Abstract

“With,” Samuel Wells insists, “is the most important word in the Christian faith” (9). Wells would know. He has spent the last several years sorting through the theological and ecclesial implications of the phrase “God with us,” drawing deeply upon his own experiences as Dean of Duke University Chapel and Vicar of St. Martin-in-the-Fields, London, to write four books that integrate pastoral wisdom with theology, ethics, and missiology. The project begins with A Nazareth Manifesto: Being with God (Wiley, 2015) and Living without Enemies: Being Present in the Midst of Violence (IVP Books, 2011), where he reimagines life, salvation, and ministry within the relational ecology revealed by Jesus’ presence in Nazareth thirty years before his public ministry. Incarnational Ministry: Being with the Church (Eerdmans, 2017) follows these two books and focuses on the ministry of the church in relational and incarnational terms. “Being with” not only describes God’s way with creation, but also the primary mode for ecclesial social engagement. In his latest book, Incarnational Mission: Being with the World, Wells moves from ministry to mission, exploring the implications of his relational theology for mission practice.
Because, as Wells says, “the gospel is not something that belongs to the church,” mission describes an ongoing process of learning, where good news is both given and received in relationship to those outside the church (17). He organizes the book into two sections, first addressing the individual relationships Christians have in the world before considering social and political realms of ecclesial interaction and engagement. Wells deliberately ties Incarnational Mission back to earlier works by using the eight dimensions of “being with” developed in A Nazareth Manifesto (presence, attention, mystery, delight, participation, partnership, enjoyment, and glory) to organize each chapter. While somewhat repetitive, it serves the dual purpose of restatement and extension.
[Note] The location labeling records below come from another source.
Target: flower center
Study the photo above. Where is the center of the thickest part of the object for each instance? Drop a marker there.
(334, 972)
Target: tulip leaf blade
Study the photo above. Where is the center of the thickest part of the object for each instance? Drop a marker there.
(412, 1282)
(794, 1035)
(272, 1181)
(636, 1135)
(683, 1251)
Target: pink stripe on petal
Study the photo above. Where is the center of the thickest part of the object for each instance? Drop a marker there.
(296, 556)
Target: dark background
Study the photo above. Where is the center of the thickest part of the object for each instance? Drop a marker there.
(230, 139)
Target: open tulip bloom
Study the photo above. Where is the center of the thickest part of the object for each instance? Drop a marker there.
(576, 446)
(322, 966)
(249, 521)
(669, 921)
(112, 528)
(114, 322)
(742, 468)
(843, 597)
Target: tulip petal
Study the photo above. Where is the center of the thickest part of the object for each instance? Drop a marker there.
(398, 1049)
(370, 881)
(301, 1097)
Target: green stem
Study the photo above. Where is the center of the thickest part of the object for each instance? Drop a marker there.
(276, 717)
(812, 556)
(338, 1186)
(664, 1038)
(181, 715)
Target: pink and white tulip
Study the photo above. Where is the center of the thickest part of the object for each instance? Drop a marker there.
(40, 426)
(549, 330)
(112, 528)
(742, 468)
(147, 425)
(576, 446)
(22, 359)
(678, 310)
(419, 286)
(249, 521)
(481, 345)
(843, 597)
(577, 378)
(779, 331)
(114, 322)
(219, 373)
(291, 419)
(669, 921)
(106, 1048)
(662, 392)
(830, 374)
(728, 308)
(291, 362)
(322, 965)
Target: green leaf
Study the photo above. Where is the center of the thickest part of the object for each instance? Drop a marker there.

In the first five chapters of the book, Wells considers the spectrum of relationships Christians might have in the world—the lapsed, seekers, those of no professed faith, those of other faiths, and the hostile—and describes how the eight dimensions of “being with” can inform and shape those relationships. In each case, Wells differentiates his approach from crass efforts at recruitment by imagining these people as gifts to the church. His approach mostly succeeds. When considering groups he calls “the lapsed,” “seekers,” and “no professed faith,” for example, Wells leans upon his pastoral experience to show how the hurts of the lapsed, the enthusiasm of the seekers, and the spiritual ambivalence of those with no professed faith invite Christians to learn, grow, adapt, and trust God in new ways. Wells wants the church to learn to enjoy those currently outside the faith, for “evangelism is a means toward the end of being with, rather than vice versa” (76). Of course, being with those who are hostile to the faith provides a limit-case for Wells’s argument, which he carefully acknowledges.
The last five chapters consider the challenges and possibilities of relationships with groups: being with neighbors, organizations, institutions, government, and the excluded. As with the first half, Wells reimagines the public, political, and social witness of the church through the eight dimensions of being with others. He encourages Christians to imagine the neighbor as Jesus, rather than “an ocean of impossible demand” (135), organizations, institutions, and government as possible sites for disclosing God’s intentions for the world, and the excluded as requiring one to accept ambiguity and human limitation. However, the structure developed in the first part of the book does not adapt as easily to the second. Throughout the final chapters, one gets the sense that Wells is writing to individual Christians or clergy who will engage with organizations or institutions. The role of the corporate body, the congregation, is often neglected. A direct consideration of ways congregations learn to be with the world could strengthen Wells’s vision for public witness within and among neighborhoods, organizations, institutions, and governments.
As the latest installment of Wells’s theological project, Incarnational Mission helps to clarify what is at stake in a theology of “being with.” By clarifying the missiological consequences of “God with us,” Wells offers a valuable resource for church mission committees, congregational study groups, and seminary classrooms.